Upon leaving the Mariinsky Theatre after the final curtain of Swan Lake, Lady Emily finds the body of the star ballerina Nemetseva. With Colin involved in his own political intrigues, Emily is drawn into the murder investigation by Nemetseva’s lover, Prince Vasilii. Shortly thereafter, an agent of Colin’s is killed during a ball at the Yusupov Palace. But are the two deaths connected?
The murder of Nemetseva is the talk of St. Petersburg and the citizens soon report sightings of a ghostly ballerina with a crimson scarf, who appears and vanishes at various locations around the city. Lady Emily's investigations uncover a number of possible suspects, in particular, Katenka, ballerina and childhood friend of Nemetseva, who benefits directly from Nemetseva's death when she is elevated to the starring role.
The supporting cast of characters both new and old, each with their own agenda, add color and dimension to a well-rounded mystery. The reappearance of Sebastian Capet, thief and rogue (from Dangerous to Know, the fifth book in the Lady Emily Mystery series), was nice twist, although it certainly aggravated Colin.
When considered in historical context, the mystery touches significantly on the major, turbulent events that would soon engulf Europe in the early twentieth century.
As she has done in previous novels, Tasha Alexander alternates chapters between those in the present day, narrated by Emily, and those set in the past, focusing on Katenka and Nemetseva's childhood, training, and early life together in the ballet. A lesser author might have difficulty pulling this off, but Ms. Alexander weaves the two narrations together seamlessly.
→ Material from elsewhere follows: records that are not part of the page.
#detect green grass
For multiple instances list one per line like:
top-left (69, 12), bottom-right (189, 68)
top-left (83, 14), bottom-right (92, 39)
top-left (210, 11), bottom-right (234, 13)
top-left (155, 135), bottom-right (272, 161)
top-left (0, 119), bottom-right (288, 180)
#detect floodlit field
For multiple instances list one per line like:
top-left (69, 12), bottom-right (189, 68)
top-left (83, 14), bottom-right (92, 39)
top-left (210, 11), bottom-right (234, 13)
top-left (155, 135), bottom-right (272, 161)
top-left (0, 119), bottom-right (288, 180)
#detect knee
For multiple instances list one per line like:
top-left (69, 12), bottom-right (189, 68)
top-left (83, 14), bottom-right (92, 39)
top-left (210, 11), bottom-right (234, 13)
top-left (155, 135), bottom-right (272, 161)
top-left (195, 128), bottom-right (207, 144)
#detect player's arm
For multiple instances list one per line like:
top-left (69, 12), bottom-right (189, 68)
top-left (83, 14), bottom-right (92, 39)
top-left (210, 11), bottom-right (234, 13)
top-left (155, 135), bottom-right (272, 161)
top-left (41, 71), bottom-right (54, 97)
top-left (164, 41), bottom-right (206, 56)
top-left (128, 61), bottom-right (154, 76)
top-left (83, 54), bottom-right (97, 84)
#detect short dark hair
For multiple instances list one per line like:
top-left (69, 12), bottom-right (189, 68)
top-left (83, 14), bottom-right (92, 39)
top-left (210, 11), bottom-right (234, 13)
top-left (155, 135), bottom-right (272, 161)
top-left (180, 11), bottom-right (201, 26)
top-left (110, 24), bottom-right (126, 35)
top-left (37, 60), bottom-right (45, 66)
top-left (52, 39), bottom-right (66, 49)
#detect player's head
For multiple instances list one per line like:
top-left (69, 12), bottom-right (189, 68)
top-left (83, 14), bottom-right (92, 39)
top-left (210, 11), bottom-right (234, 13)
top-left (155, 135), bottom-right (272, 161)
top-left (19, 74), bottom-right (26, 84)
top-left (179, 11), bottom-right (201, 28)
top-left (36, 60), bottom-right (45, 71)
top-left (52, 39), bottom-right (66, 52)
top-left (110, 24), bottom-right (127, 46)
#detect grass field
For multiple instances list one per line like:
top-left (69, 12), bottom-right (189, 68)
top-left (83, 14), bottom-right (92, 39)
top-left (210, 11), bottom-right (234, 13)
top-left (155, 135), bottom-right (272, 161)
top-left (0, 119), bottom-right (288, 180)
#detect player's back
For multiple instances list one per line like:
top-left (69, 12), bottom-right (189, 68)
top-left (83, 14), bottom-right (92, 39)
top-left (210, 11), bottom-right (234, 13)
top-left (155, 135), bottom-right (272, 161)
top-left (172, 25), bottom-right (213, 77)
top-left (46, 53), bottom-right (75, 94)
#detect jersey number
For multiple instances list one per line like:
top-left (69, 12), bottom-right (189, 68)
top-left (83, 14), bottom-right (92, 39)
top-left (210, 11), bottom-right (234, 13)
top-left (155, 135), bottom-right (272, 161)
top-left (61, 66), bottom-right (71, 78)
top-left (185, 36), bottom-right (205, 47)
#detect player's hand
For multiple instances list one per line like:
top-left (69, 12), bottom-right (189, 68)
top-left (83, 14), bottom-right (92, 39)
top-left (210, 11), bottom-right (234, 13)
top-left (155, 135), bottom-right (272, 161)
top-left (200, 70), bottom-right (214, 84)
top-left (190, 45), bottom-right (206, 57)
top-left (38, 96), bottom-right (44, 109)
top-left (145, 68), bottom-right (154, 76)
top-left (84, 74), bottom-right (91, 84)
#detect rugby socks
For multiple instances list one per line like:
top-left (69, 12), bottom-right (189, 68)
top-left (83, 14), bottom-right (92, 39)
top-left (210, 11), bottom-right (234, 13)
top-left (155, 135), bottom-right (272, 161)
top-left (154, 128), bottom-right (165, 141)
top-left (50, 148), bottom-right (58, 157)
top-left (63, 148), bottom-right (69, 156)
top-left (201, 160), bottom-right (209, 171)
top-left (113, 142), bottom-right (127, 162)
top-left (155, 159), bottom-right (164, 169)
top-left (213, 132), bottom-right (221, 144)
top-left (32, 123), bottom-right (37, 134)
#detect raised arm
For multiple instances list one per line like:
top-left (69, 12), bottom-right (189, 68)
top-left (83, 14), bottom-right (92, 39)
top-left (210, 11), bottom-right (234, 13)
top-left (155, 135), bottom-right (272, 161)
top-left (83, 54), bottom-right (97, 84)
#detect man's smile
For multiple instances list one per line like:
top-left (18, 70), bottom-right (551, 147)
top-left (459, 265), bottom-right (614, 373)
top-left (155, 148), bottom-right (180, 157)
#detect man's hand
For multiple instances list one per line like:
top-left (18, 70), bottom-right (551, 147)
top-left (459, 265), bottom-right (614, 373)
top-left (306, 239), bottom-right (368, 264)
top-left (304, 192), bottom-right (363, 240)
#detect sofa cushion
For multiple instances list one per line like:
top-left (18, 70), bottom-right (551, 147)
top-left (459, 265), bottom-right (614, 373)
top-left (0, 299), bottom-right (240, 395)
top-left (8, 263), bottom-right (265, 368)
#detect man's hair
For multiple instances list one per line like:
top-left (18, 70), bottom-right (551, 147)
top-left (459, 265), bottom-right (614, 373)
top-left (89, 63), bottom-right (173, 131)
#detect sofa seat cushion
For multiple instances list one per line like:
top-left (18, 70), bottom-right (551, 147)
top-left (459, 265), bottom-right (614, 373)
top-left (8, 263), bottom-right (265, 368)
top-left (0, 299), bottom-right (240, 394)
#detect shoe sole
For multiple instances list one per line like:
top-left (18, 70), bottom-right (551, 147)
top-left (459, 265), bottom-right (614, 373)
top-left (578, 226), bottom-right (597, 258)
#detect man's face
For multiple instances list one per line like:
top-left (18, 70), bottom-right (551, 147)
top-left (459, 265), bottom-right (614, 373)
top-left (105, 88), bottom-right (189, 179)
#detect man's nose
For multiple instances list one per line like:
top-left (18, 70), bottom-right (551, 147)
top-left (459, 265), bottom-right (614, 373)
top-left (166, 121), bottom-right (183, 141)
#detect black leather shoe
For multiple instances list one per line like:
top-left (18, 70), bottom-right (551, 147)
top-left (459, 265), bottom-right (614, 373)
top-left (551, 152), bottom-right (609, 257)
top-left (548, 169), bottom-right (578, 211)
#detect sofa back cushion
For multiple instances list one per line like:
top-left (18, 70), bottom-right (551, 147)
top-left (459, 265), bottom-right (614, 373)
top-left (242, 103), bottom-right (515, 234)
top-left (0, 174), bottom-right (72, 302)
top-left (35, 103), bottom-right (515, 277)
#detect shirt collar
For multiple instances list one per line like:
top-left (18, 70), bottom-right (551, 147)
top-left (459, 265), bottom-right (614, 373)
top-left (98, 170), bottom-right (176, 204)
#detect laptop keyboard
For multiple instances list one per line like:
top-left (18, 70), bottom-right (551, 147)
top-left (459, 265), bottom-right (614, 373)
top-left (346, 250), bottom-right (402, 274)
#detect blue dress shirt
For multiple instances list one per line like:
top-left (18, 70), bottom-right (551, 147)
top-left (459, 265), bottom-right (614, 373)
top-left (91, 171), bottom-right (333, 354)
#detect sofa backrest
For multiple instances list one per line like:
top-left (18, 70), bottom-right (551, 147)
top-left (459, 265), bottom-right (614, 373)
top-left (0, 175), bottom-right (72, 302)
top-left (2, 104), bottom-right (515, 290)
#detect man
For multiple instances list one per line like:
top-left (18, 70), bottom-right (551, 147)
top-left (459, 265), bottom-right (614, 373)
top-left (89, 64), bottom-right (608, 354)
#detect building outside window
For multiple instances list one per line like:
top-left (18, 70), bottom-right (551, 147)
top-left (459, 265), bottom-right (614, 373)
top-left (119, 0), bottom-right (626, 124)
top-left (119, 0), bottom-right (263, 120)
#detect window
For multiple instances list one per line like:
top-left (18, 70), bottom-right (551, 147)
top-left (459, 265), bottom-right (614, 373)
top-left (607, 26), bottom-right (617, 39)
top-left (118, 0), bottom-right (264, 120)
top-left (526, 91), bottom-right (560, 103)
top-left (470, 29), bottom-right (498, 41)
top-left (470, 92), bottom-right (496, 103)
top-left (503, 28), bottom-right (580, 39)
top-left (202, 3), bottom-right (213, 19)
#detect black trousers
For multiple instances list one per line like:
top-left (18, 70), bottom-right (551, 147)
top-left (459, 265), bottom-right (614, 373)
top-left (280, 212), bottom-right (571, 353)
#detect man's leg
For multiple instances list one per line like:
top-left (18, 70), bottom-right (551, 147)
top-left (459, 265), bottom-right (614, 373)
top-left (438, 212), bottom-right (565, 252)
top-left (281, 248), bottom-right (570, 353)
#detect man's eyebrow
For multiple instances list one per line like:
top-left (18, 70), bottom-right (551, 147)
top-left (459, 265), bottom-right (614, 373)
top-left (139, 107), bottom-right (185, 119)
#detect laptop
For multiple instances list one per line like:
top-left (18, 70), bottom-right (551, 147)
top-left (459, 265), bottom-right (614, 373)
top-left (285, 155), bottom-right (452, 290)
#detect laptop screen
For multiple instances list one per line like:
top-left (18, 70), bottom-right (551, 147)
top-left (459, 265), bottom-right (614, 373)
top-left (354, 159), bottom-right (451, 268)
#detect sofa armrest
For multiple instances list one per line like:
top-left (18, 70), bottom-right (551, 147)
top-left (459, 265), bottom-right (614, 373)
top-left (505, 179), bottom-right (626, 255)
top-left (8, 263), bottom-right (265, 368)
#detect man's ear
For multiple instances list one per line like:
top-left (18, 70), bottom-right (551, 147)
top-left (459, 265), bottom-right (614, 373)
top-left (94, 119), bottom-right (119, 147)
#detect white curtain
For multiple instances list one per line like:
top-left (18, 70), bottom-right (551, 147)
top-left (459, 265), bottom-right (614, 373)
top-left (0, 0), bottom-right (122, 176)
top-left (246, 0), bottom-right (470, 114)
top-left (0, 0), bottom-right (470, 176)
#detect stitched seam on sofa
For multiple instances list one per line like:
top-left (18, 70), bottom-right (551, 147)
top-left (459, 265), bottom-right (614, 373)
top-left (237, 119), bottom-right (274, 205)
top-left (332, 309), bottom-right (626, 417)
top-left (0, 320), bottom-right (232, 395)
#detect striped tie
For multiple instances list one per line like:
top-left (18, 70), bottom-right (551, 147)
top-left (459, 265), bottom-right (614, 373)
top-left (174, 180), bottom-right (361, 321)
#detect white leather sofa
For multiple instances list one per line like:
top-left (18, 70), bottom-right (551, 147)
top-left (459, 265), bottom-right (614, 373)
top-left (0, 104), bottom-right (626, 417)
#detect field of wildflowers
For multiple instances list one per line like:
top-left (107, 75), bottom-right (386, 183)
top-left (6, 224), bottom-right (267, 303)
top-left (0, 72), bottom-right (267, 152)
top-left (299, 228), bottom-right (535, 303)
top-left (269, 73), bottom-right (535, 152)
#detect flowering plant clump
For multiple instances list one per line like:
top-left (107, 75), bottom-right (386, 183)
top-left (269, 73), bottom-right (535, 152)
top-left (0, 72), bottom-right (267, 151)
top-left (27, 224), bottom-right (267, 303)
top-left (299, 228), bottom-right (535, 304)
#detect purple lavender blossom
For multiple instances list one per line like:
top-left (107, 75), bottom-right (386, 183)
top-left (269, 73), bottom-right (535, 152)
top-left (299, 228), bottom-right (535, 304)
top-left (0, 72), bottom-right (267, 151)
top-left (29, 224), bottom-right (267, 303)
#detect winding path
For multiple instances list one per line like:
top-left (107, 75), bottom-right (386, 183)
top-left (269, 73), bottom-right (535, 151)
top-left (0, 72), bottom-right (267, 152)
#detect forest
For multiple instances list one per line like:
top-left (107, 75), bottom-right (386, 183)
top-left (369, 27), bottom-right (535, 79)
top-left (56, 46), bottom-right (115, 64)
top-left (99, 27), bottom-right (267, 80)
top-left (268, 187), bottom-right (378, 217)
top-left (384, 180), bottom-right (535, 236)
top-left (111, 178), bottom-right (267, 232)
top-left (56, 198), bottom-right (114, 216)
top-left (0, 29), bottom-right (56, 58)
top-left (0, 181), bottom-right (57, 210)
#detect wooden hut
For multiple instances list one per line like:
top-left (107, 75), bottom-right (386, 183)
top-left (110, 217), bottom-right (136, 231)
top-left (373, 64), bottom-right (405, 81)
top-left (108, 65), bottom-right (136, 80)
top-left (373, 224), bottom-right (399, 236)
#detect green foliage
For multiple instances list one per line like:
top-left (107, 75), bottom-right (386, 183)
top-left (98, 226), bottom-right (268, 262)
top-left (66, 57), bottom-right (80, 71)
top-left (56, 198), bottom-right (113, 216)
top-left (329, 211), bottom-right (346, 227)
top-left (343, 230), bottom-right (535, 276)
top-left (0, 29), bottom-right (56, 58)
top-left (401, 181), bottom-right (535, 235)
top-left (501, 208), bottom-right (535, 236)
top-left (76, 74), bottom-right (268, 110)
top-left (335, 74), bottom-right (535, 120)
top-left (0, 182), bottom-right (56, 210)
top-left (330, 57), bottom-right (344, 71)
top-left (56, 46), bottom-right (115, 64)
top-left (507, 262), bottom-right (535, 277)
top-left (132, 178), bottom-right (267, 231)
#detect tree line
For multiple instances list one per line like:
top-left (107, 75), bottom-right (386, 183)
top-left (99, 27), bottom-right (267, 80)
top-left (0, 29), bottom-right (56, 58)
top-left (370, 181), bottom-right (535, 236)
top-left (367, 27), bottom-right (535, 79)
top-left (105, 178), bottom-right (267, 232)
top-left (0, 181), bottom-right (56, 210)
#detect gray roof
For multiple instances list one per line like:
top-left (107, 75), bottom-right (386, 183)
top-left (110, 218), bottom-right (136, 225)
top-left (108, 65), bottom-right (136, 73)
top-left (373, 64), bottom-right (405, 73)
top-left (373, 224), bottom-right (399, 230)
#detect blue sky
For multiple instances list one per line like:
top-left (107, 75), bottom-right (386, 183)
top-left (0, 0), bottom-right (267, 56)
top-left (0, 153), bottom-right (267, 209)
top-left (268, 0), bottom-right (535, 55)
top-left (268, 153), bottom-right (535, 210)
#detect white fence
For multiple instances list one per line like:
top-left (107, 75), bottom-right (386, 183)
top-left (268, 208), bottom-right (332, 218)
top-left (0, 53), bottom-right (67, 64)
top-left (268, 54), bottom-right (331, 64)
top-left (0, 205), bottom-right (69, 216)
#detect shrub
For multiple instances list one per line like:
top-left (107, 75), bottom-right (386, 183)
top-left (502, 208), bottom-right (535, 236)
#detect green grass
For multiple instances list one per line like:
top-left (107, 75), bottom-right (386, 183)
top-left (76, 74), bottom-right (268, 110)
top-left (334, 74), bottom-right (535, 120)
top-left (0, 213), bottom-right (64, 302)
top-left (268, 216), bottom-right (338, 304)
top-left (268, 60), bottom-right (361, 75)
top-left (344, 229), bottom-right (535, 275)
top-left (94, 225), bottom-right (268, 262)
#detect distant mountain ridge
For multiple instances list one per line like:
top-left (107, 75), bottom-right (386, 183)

Death in St. Petersburg is an exceptionally well-written novel. Ms. Alexander continues to reward her readers with a strong, solid, female lead and her dedication to historical accuracy has not diminished across this series. In this book, in particular, the city of St. Petersburg takes on a character of its own, simultaneously light and dark, both vibrant and foreboding. The mystery of the murdered ballerina is well crafted, with sufficient twists and turns to challenge even the most erudite reader.